Member of the Illinois House of Representatives from the 73rd district
- In office January 1993 – January 1995
- Preceded by: David Deets
- Succeeded by: Jerry L. Mitchell

Personal details
- Born: Pennie Von Bergen March 19, 1949 (age 77) Sterling, Illinois
- Party: Democratic
- Spouse: Michael Wessels
- Alma mater: Northern Illinois University (B.S.) University of Illinois (J.D.)
- Profession: Teacher Attorney

= Pennie Von Bergen Wessels =

American politician

Pennie L. Von Bergen Wessels (born March 19, 1949) was a Democratic member of the Illinois House of Representatives for a single term from 1993 to 1995. She was raised in Sterling, Illinois. She attended Sauk Valley Community College and transferred to Northern Illinois University where she earned a Bachelor of Science in education. She later attended University of Illinois College of Law where she earned her juris doctor. She served as a member of the Whiteside County Board from 1984 until 1988 and as a director of the Citizen Utility Board. In 1988, she ran for the Illinois Senate, losing to Republican incumbent Calvin W. Schuneman.

She was elected to the Illinois House of Representatives in 1992 defeating appointed Republican incumbent David Deets. She was elected to represent the 73rd district, which included all or parts of Bureau, Henry, Lee, Ogle, and Whiteside.
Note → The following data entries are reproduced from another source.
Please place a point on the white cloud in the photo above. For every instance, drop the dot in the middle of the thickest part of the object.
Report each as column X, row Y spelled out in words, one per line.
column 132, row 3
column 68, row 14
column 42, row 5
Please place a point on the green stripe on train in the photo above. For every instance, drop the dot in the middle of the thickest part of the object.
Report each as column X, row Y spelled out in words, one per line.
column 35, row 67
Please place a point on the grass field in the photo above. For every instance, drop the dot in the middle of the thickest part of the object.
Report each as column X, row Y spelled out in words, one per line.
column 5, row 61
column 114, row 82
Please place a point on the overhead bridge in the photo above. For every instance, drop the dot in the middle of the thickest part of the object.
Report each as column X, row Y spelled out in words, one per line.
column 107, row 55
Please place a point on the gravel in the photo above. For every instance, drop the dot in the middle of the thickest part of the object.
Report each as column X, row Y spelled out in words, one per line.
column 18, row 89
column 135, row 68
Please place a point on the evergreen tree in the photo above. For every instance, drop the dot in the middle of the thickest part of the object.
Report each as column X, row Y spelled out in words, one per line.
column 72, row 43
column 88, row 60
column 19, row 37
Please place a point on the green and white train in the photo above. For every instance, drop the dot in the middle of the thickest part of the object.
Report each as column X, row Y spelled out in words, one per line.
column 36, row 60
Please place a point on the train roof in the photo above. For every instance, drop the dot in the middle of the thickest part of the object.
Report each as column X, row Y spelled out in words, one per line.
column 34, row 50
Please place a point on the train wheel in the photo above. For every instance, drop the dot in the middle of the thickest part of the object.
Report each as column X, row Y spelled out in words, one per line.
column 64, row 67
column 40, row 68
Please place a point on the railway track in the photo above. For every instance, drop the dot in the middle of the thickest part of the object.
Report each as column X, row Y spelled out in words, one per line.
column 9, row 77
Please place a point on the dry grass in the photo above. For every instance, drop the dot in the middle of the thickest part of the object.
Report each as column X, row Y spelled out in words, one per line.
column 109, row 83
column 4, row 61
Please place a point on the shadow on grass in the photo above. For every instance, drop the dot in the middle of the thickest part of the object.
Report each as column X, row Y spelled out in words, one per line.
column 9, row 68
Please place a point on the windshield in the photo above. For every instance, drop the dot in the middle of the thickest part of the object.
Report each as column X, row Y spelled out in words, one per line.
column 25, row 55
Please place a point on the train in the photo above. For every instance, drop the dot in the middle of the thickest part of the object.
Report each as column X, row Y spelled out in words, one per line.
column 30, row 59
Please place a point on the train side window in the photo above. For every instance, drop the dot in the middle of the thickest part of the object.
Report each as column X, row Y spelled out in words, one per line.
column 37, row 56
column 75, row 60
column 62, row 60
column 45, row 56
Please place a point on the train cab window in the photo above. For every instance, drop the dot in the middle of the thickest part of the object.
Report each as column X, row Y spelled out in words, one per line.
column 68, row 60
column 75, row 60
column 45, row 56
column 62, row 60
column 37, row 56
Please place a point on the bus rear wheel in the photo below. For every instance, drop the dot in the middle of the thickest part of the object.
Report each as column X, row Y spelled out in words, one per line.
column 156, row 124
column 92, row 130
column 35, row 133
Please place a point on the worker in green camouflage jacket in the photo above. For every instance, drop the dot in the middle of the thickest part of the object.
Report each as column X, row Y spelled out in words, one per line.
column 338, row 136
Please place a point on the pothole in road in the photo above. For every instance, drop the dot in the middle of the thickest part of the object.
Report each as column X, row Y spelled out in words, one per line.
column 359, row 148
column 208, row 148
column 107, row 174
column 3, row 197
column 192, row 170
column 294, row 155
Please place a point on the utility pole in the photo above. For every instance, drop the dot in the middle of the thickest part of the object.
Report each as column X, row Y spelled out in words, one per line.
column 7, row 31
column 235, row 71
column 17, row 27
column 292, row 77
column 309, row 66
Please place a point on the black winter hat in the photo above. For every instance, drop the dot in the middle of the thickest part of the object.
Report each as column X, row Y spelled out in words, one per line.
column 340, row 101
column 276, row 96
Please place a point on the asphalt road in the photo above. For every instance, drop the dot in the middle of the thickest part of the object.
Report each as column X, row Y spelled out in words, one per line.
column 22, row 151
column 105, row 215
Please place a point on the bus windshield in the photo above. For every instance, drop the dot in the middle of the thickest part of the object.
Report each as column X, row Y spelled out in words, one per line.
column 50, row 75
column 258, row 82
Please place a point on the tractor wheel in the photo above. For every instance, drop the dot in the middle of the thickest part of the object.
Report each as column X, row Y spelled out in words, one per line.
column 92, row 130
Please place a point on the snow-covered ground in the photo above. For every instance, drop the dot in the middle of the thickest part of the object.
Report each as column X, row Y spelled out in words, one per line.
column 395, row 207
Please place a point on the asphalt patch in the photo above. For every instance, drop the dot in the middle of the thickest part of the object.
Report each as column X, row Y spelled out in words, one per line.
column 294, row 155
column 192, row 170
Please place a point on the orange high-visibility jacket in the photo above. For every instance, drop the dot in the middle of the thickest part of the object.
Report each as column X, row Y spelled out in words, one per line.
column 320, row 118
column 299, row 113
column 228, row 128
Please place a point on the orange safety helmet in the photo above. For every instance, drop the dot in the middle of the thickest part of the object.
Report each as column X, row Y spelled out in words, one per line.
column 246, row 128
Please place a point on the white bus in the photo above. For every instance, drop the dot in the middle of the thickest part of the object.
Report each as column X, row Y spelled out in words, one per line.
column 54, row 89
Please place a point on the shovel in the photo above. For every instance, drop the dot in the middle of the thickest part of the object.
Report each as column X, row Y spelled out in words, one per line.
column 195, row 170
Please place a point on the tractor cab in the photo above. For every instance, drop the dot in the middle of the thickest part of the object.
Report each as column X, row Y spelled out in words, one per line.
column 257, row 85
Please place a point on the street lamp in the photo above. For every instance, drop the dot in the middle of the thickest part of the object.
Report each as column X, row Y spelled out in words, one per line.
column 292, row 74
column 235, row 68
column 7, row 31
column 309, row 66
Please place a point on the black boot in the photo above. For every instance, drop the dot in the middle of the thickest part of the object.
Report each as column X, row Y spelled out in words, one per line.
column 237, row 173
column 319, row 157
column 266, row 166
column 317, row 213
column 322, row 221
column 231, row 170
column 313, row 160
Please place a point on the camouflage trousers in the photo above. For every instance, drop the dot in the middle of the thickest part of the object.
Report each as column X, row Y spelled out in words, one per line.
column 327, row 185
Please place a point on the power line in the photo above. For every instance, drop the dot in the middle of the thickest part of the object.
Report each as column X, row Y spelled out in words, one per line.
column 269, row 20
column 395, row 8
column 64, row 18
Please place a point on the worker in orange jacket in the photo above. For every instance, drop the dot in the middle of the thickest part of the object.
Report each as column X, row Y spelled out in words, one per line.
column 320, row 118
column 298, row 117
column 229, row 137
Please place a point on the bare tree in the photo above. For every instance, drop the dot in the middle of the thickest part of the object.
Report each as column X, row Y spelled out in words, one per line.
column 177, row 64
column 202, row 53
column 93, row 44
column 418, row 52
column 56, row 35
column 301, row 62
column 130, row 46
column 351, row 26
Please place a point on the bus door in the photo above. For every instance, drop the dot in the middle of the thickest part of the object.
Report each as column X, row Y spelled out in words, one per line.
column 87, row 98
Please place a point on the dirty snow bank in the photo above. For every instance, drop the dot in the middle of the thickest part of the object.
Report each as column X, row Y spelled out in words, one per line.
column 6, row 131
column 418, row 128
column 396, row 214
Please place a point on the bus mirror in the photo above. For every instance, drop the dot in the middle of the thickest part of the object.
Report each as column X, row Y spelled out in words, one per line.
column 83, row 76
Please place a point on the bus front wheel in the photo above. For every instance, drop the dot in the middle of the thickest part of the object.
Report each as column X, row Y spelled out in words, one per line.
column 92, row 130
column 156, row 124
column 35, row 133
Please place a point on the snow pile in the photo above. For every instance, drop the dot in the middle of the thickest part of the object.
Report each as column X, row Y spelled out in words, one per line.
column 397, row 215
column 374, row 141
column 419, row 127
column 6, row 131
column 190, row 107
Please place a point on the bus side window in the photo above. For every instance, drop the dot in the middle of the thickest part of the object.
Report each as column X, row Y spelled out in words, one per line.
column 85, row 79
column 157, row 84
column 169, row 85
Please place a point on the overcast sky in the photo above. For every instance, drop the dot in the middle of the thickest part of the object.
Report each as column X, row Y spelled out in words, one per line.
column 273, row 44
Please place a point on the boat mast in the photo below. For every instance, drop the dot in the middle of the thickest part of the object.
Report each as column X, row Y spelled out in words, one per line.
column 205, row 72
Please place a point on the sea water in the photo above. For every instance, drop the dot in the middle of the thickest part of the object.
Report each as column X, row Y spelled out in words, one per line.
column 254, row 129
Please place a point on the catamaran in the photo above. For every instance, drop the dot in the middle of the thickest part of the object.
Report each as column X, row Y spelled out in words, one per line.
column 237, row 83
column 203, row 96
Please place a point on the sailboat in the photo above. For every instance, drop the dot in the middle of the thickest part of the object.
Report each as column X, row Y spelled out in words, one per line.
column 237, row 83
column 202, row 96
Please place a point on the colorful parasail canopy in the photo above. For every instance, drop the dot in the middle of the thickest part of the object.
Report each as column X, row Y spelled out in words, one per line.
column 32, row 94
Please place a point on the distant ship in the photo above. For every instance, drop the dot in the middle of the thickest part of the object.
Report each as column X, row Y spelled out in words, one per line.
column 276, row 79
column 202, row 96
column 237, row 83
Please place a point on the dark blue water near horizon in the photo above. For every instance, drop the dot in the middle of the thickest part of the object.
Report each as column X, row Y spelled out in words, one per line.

Her legislative priorities included education, health care, senior citizen interests, and agriculture with special emphasis on equitable education funding and health care reform.

She served on the following committees; aging; agriculture and conservation; appropriations-education; healthcare and human services; and public utilities. She was defeated for reelection in 1994 by Jerry L. Mitchell. She later lost a rematch with Mitchell in 1996, before being elected to the Sauk Valley Community College Board of Trustees in 1997. She has since retired and moved to Ocean Isle Beach, North Carolina.